Drayton thus alludes to the same circumstance:—
“Then told they, how himselfe great Arthur did advance,
To meet (with his Allies) that puissant force in France,
By Lucius thither led; those Armies that while ere
Affrighted all the world, by him strooke dead with feare:
Th’ report of his great Acts that over Europe ran,
In that most famous field he with the Emperor wan:
As how great Rython’s selfe hee slew in his repaire,
Who ravisht Howell’s Neece, young Helena the faire;
And for a trophy brought the Giant’s coat away,
Made of the beards of kings.”[60]——
And Spenser is too uncourteous in his adoption of the incident; for he not only levels tolls on the gentlemen’s beards, but even on the flowing and golden locks of the gentle sex:—
“Not farre from hence, upon yond rocky hill,
Hard by a streight there stands a castle strong,
Which doth observe a custom lewd and ill,
And it hath long mayntaind with mighty wrong:
For may no knight nor lady passe along
That way, (and yet they needs must passe that way,
By reason of the streight, and rocks among,)
But they that Ladies locks doe shave away,
And that knight’s berd for toll, which they for passage pay.
“A shamefull use, as ever I did heare,
Said Calidore, and to be overthrowne.
But by what means did they at first it reare,
And for what cause, tell, if thou have it knowne.
Sayd then that Squire: The Lady which doth owne
This Castle is by name Briana hight;
Then which a prouder Lady liveth none;
She long time hath deare lov’d a doughty knight,
And sought to win his love by all the meanes she might.

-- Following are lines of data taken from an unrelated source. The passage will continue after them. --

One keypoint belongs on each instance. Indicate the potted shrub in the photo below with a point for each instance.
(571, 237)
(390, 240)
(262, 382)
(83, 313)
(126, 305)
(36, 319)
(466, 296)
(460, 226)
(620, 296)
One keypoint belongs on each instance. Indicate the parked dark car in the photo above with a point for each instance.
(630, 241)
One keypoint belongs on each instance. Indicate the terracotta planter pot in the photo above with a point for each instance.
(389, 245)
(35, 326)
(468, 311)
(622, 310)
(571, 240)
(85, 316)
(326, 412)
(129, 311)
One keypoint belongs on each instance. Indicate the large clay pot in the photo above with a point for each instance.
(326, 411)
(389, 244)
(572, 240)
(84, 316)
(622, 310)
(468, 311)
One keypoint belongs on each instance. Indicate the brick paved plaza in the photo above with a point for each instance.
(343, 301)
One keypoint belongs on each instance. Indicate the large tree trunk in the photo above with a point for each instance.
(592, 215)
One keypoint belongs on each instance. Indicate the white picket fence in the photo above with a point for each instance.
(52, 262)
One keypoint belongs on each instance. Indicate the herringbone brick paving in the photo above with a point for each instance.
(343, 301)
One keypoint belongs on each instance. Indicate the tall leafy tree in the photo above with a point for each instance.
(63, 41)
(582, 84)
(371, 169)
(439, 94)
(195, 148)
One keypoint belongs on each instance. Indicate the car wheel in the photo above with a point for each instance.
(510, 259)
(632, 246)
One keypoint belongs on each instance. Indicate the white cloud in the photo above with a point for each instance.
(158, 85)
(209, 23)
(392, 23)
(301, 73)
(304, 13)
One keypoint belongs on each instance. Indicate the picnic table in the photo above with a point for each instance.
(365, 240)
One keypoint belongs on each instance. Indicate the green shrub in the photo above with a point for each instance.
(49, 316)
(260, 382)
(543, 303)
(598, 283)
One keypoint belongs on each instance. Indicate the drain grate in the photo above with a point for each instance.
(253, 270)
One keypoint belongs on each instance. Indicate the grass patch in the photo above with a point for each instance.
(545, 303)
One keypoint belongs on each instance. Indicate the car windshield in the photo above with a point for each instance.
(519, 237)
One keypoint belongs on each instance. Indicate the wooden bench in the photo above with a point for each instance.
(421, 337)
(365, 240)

“His name is Crudor, who through high disdaine
And proud despight of his selfe-pleasing mynd,
Refused hath to yeeld her love againe,
Untill a Mantle she for him doe fynd,
With beards of knights and locks of Ladies lynd,
Which to provide, she hath this Castle dight,
And therein hath a Seneschall assynd,
Cald Maleffort, a man of mickle might,
Who executes her wicked will, with worse despight.”[61]
“To pluck the beard” of another has ever been held the highest possible sign of scorn and contumely; but it was certainly a refinement on the matter, for which we are indebted to the Morte Arthur, or rather probably, according to Bishop Percy, to Geoffrey of Monmouth’s history originally, for the unique and ornamental purpose to which these despoiled locks were applied. So particularly anxious was Charlemagne to shew this despite to an enemy that, as we read in Huon de Bordeaux, he despatched no less than fifteen successive messengers from France to Babylon to pull the beard of Admiral Gaudisse. And this, by no means pleasant operation, was to be accompanied by one even still less inviting.